I got married 20+ years ago and kept my name. I use Ms. I have lived most of my married life in what is probably the most traditional part of the US and have had no problems, with family or anyone else. I do have friends who have reported reactions similar to those experienced by the OP, however. Of my closest women friends, about half kept their maiden names and half changed to their husband's names. All use Ms. Of the name-changers, all use their maiden names as a middle name, as is common in the US.

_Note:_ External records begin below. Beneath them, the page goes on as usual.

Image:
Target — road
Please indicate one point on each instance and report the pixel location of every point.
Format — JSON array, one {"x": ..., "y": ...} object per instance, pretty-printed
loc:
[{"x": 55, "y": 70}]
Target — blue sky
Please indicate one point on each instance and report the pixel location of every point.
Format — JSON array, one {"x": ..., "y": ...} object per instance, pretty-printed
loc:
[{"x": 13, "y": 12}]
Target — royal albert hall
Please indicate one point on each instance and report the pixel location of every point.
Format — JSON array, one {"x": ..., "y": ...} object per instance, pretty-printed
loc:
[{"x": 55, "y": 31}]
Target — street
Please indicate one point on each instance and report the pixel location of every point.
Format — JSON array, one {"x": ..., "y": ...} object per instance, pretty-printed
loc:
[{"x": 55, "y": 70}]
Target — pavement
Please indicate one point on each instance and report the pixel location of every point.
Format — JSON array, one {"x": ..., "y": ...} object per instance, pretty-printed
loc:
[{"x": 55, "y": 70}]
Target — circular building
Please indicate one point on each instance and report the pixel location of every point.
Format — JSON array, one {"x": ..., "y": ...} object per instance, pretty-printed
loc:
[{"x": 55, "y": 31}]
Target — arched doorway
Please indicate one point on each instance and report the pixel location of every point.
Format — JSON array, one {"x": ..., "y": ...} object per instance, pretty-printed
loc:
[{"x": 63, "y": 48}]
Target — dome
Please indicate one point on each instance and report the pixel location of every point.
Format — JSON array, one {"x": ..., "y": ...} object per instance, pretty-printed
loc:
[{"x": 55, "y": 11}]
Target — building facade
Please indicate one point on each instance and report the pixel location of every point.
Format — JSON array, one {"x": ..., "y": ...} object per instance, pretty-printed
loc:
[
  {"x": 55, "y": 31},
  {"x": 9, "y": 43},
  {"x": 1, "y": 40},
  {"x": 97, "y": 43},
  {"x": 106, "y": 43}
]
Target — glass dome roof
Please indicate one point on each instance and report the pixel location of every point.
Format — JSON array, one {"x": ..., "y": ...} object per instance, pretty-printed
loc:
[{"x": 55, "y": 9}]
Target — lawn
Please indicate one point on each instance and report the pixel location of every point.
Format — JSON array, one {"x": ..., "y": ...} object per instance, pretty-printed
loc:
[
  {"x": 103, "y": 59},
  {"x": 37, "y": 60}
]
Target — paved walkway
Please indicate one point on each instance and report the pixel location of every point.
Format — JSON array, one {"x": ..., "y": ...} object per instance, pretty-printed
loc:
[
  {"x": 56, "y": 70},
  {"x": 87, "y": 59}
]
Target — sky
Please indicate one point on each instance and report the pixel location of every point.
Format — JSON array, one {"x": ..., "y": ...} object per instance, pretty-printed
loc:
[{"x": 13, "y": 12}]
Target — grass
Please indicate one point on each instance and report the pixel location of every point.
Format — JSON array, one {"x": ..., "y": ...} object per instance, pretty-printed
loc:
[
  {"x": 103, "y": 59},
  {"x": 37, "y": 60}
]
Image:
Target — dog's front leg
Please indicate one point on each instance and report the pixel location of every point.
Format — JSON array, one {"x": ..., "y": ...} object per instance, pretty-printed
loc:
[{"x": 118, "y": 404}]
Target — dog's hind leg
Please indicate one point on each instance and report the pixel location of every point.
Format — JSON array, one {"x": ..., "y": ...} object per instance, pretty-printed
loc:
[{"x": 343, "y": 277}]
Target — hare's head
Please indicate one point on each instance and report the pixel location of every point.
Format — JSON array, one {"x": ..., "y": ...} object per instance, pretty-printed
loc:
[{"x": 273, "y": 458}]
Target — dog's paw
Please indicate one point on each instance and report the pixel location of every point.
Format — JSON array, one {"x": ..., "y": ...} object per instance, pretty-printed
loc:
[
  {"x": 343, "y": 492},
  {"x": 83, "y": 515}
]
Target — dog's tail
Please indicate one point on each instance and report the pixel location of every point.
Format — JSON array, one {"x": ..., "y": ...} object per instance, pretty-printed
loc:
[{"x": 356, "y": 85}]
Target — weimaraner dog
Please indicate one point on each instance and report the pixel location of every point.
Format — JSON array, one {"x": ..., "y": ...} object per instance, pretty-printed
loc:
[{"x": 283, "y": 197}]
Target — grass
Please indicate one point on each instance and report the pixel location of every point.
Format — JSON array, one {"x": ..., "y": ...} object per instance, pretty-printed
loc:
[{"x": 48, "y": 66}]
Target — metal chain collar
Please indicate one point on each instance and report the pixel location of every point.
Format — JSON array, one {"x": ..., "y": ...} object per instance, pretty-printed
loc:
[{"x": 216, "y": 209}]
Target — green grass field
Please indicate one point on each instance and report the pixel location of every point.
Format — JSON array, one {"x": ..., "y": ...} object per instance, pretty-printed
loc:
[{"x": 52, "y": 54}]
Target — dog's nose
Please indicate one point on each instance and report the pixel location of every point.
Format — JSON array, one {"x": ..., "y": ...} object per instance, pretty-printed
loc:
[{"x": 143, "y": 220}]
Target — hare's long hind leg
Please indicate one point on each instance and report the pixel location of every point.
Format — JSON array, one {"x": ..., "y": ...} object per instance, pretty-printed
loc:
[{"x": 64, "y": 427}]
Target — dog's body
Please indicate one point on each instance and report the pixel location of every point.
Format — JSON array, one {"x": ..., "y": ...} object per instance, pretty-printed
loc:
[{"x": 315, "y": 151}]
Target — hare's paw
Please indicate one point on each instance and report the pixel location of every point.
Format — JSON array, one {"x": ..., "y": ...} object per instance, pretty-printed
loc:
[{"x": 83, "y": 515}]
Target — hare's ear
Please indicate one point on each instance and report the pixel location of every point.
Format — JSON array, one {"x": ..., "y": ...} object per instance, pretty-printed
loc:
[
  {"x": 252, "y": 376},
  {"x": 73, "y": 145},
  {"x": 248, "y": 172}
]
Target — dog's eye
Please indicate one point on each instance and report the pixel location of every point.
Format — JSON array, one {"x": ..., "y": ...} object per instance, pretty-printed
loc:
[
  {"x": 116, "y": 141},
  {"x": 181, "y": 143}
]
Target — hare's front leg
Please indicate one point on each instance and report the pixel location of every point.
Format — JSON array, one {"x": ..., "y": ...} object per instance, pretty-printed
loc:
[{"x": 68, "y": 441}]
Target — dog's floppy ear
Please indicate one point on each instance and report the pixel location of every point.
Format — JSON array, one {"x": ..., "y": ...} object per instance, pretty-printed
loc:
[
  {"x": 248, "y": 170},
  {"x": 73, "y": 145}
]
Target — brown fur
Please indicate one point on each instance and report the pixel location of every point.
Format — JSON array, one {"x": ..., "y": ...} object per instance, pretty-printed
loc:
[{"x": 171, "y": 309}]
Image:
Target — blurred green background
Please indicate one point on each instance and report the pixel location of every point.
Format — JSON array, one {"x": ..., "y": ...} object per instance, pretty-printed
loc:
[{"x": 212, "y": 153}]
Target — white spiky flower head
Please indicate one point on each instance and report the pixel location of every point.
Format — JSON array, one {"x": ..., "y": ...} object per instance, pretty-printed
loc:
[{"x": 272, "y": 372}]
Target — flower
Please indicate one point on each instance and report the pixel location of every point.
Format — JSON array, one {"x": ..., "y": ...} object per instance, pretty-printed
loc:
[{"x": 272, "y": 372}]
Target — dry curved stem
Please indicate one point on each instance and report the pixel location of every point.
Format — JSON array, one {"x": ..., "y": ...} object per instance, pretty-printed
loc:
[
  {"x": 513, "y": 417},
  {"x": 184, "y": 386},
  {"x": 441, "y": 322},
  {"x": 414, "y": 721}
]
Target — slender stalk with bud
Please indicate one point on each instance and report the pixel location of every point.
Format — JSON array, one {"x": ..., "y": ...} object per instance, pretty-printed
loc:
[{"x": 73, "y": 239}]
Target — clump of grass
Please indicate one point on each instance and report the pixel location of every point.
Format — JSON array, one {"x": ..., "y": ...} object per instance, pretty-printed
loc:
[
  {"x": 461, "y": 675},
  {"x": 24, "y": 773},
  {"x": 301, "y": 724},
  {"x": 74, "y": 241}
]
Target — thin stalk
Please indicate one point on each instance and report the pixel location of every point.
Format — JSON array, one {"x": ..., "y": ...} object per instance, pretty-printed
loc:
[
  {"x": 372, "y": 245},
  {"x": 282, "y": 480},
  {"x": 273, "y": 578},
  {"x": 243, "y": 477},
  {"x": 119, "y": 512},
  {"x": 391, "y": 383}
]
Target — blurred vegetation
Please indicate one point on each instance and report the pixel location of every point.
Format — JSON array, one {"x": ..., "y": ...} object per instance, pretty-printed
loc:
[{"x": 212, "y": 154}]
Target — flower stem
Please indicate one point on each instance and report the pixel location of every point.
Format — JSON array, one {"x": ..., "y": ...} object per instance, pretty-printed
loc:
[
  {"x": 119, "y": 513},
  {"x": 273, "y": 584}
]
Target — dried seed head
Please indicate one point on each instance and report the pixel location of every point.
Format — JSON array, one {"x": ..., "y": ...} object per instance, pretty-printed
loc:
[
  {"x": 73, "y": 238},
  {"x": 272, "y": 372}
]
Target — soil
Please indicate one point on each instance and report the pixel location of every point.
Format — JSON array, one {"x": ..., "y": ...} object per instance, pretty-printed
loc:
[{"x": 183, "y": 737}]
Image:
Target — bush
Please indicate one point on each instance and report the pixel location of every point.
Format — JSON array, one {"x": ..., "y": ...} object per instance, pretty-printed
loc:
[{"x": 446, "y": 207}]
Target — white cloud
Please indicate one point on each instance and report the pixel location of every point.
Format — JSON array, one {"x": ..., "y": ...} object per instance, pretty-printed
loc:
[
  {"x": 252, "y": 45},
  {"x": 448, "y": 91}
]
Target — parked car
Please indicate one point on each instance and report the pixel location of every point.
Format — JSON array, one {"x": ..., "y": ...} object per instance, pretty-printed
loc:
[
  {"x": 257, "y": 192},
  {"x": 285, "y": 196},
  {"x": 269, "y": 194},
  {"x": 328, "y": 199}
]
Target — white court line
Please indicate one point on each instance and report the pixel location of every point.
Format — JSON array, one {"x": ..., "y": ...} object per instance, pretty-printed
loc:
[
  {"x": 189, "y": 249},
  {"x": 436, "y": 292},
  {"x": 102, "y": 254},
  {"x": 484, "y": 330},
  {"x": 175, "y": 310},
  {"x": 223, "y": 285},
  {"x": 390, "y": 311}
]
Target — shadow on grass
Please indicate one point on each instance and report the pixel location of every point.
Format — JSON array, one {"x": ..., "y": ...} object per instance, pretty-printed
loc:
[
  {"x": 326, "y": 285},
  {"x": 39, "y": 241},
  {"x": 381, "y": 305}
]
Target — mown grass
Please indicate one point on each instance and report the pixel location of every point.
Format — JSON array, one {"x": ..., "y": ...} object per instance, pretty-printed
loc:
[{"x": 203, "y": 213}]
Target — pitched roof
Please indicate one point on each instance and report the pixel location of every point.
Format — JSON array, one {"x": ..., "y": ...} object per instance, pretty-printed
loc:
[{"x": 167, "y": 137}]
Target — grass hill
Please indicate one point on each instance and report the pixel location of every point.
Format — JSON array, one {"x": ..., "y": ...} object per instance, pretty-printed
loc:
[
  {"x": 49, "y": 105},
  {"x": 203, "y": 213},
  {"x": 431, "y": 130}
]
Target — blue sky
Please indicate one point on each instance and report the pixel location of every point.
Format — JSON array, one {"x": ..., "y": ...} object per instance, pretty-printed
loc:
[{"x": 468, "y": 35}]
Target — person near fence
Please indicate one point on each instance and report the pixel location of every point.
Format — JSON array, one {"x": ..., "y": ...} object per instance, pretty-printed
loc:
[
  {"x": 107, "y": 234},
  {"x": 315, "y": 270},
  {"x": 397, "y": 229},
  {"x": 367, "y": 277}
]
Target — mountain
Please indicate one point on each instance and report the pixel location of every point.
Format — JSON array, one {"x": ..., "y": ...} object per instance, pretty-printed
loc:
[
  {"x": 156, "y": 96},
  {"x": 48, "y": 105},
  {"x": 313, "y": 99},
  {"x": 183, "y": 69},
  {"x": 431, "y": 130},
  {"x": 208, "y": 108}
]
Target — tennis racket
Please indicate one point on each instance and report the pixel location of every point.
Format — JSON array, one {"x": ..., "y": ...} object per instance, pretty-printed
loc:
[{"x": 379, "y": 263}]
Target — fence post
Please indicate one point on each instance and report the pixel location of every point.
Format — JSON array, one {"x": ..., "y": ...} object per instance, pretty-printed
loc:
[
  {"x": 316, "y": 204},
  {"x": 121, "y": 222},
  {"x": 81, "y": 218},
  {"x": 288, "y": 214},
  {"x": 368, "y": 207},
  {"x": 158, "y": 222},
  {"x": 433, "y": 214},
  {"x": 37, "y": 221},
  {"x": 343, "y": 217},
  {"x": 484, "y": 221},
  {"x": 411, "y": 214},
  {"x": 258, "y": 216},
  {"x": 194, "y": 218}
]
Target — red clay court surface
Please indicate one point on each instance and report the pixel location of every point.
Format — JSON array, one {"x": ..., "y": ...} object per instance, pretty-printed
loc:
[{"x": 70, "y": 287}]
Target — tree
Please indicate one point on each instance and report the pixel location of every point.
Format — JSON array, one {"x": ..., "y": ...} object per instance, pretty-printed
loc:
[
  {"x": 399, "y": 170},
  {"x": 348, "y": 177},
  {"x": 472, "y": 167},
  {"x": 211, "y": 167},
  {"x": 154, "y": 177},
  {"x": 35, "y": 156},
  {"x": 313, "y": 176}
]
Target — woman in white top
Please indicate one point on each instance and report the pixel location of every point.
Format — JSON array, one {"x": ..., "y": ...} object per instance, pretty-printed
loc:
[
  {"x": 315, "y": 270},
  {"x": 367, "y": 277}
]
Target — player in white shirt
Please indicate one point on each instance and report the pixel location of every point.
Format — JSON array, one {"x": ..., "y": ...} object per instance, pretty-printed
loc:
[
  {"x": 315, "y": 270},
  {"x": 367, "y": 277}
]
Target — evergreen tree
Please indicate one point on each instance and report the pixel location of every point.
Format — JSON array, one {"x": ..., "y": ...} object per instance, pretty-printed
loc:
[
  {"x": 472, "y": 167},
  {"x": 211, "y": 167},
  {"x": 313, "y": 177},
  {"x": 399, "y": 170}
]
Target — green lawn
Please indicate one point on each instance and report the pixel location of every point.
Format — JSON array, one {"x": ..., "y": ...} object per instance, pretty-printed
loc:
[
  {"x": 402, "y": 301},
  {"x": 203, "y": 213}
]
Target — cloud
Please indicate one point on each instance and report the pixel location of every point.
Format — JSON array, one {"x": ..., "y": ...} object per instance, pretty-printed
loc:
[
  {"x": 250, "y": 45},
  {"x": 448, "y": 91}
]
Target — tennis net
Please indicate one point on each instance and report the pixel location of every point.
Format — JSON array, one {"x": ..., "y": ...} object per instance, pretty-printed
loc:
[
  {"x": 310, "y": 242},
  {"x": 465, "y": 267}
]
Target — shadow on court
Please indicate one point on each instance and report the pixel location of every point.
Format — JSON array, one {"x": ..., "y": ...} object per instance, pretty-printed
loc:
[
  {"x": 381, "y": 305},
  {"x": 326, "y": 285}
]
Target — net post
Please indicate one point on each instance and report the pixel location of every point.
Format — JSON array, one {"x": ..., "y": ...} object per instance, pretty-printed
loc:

ComposHat · 01/02/2013 14:42

Yes I think the two sets of sensible pyjamas and a well thumbed novel each would suggest that we weren't a pair of clandestine lovers booked in for a night of 'making the beast with two backs.'

That is if anyone actually gave one gram of fuck.

OP posts:
AgnesAndTheOthers · 01/02/2013 14:45

oh limited, please tell about your sister, OP said its OK. Maybe if she's that bad, start a new thread, it could be a support thread for those with REALLY bossy sisters. I'd join, honest.

Congrats OP. Know where you are coming from though. Its the fact that people comment at all, why do they even care what you are called, just why??!! I don't care a hoot what others call themselves, but like you say, its the need to comment and to do so, so vehemently, telling-you-off kinda of way. Grrrrr.

SnowyWellies · 01/02/2013 14:58

yes please limited. I still have a deadline I am avoiding.

nice nice Gentleman Op for not minding. :)

Congrats OP too! I forgot to say that earlier!

Crinkle77 · 01/02/2013 14:59

I would keep my surname too. It is such an outdated concept. My surname is part of my identity and don't want to change it

limitedperiodonly · 01/02/2013 15:02

I've had a little practice go on a word document but it's too obvious. I'm going up the road to pay a cheque in and see if I grow a backbone.

motherinferior · 01/02/2013 15:05

It's your fault if I meet my next deadline, you know.

whiteflame · 01/02/2013 15:16

I got married last year and kept my name. I too was surprised how many people this seemed to seriously rile. Mostly people my age (under 30), funnily enough!

It was irritating that so many people seemed to think that I would like to be referred to just once as "Mrs DHname", so did things like post wedding pictures on Facebook with that caption. I really couldn't get them to understand that not changing your name was a bloody step forward for women, not something to be pitied. People saying "it's such a shame you need your maiden name for work". I did, but I wouldn't have changed it even if I had no job and never intended to work again. Got sick of trying to explain this though.